• Tim McVeigh Deserves the Worst Punishment

    • Posted on Apr 29, 2001

    4-29-01

    If anyone deserves the worse imaginable punishment for a crime, it's Tim McVeigh. 

    Utterly blinded by his own twisted beliefs, in 1995 McVeigh planned and carried out the largest mass murder in U.S. history.  By his own admission, he built a huge fertilizer bomb, drove it to the federal office building in Oklahoma City, and set it off when the building was fully occupied, killing 168 people. 

    Like most terrorist bombings, it killed mostly innocent, defenseless workers going about their daily business.  Not only did federal office workers die, but also nineteen children in the building's day care center were killed.

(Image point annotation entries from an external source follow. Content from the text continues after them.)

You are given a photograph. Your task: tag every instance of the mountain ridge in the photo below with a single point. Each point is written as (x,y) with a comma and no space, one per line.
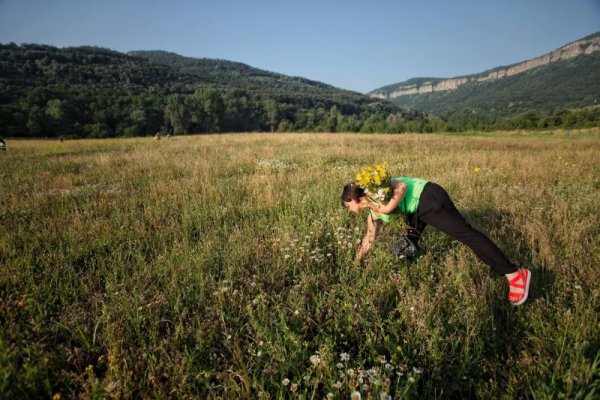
(584,46)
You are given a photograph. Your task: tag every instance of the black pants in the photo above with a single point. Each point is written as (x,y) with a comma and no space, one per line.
(437,209)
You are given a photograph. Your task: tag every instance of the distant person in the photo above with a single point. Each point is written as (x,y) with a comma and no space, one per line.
(426,203)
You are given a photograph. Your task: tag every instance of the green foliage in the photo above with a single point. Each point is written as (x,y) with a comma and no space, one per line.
(94,92)
(221,266)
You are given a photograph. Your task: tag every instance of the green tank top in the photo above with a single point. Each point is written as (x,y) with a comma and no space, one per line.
(410,202)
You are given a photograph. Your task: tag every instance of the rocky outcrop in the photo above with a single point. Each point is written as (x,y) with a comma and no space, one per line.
(583,46)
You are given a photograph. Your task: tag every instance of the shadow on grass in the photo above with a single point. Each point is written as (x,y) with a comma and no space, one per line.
(504,329)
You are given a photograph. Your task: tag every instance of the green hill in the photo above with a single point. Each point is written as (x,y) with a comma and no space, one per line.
(97,92)
(227,74)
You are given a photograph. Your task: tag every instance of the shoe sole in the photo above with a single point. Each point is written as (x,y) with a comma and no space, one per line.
(518,303)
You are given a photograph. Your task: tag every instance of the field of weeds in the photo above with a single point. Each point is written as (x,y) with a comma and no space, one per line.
(221,267)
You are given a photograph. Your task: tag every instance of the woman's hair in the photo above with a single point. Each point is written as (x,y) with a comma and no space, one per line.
(352,192)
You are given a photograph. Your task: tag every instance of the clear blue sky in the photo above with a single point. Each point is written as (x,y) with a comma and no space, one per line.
(353,44)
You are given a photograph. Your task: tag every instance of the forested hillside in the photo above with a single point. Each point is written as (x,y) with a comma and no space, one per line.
(96,92)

    McVeigh, using military jargon, called the deaths of those children "collateral damage," thus attempting to disguise the horror of his actions.  He has expressed no remorse, insisting that the federal government deserved what it got for its handling of the Waco shoot-out, among other FBI nightmares. 

    So, as I say, McVeigh deserves the worst punishment for his horrendous crime.

    And what might that be?  The older I get, the more convinced I become that death isn't the most awful punishment for crimes.  At worst, death simply brings blankness, the big sleep, the cessation of sensation.  At most there might be some kind of afterlife, but it can't involve anything like pain, since physical pain arises from nerves, and spirits don't have nerves.  When the body's gone, anything resembling physical pain has to be gone too.

    Whatever happens after death, good or bad, amounts to speculation driven by hopes, fears, and fantasies.

     Here's all we know for sure: Death ends life.  Now, suppose instead of ending life, we lock it up until nature takes its inevitable course.  That's usually decades with no freedom, no amenities to speak of, nothing but endless days with nothing to do but stay alive.

    To any thoughtful person, that's a fate worse than death.  Timothy McVeigh does seem like a thoughtful person, bizarre though his thoughts may be.  Predictably enough, he has indicated that he wants to die. 

    Executing him, as we're determined to do, gives him exactly what he wants.

    If we really want to punish him, we should keep him alive, let him ponder what he's done, let him live out his days in prison. That's a horror beyond imagining.

    So why are we determined to give him death, the lesser punishment?  The same old arguments come up, all of which have been proven wrong or ineffective. His death won't deter others.  In fact, there's some evidence that his execution will make him a martyr, a hero for those who agree with his view of the FBI.

    His death won't really bring closure for the victims' family and friends. Peggy Broxterman lost her son in the bombing, and will be present to watch the execution, yet insisted last week that "You close on a house.  You don't close on a death." 

    McVeigh's death may bring a sense of satisfaction that he got what he gave, which seems like justice.  But if murder is wrong, it remains wrong whether it's committed by the state or by a murderer.  A more accurate phrase for capital punishment, in fact, is state murder. 

    Bud Welch, who lost his 23-year-old daughter Julie Marie, in the bombing, admits that for weeks after the bombing he was consumed by rage and vengeance.  Quoted in the New York Times, Welch says he went through "a period of temporary insanity." 

    Welch now opposes state murder for McVeigh, saying that killing McVeigh won't bring Julie Marie back, and he no longer seeks vengeance.  Instead, he empathizes with Bill McVeigh, Tim McVeigh's father, and has been calling him regularly to offer consolation.  "He's going to lose his son," says Welch. 

    Without a need for vengeance, and with the knowledge that closure amounts to a myth, as does deterrence, reasonable people are left with no real alternative but to oppose McVeigh’s execution.

    If McVeigh wants death, I say give him life.